Muslim Port Haber Merkezi | Sevde Köse
Israel Today'in haberine göre Uluslararası Ceza Mahkemesi (UCM) Savcısı Kerim Han'ın İsrail Başbakanı Benjamin Netanyahu, Güvenlik Bakanı Yoav Galant ve Genelkurmay Başkanı Herzi Halevi hakkında tutuklama kararı çıkaracağı tahmin ediliyor.
İsrail gazetesi, mayıs ayında çıkarılması beklenen tutuklama kararlarının etkilerinin “İsrail'in tamamının savaş suçlusu olarak görülmesine neden olacağı için yıkıcı olacağına” dikkat çekti.
Protestocular Lahey'deki Uluslararası Ceza Mahkemesi'nin genel merkezi önünde Gazze'deki Filistinlileri destekliyor. (Reuters)
İşgalci İsrail'i Korku Sardı!
İsrail Kanal 13'ün haberine göre, Tel Aviv önleyici bir adım olarak bu harekete karşı çeşitli tedbirler almaya başladı; Netanyahu'nun bu konuyu Hollanda, Çek Cumhuriyeti ve Avusturya devlet başkanlarıyla görüşmesi, aynı şekilde Stratejik İşler Bakanı Ron Dermer ve Tel Aviv'in Washington Büyükelçisi Mike Herzog’un tutuklama emirlerinin çıkarılmasını engellemek amacıyla veto yetkisini kullanması yönünde Amerika'ya baskı yapması amacıyla ABD Başkanı Joe Biden yönetimiyle görüşmelerde bulunması bekleniyor.

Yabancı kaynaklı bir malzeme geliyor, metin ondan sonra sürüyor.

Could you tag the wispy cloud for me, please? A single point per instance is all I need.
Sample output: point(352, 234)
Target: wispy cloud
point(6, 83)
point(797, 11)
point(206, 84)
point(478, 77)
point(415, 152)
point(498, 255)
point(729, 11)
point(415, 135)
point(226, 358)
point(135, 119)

Siyonistlerin Gerçek Korkuları
İsrail Kanal 12'nin siyaset muhabiri Amit Siegel, ‘dramatik’ olarak nitelendirdiği böyle bir adımı başsavcının Amerikalılardan ‘yeşil ışık’ almadan atmasının imkansız olduğunu, bunun da çok hassas bir dönemde, Refah'a kara saldırısının arifesinde, Tel Aviv ve Washington arasındaki ilişkilerde süregelen krizi yansıttığını belirtti.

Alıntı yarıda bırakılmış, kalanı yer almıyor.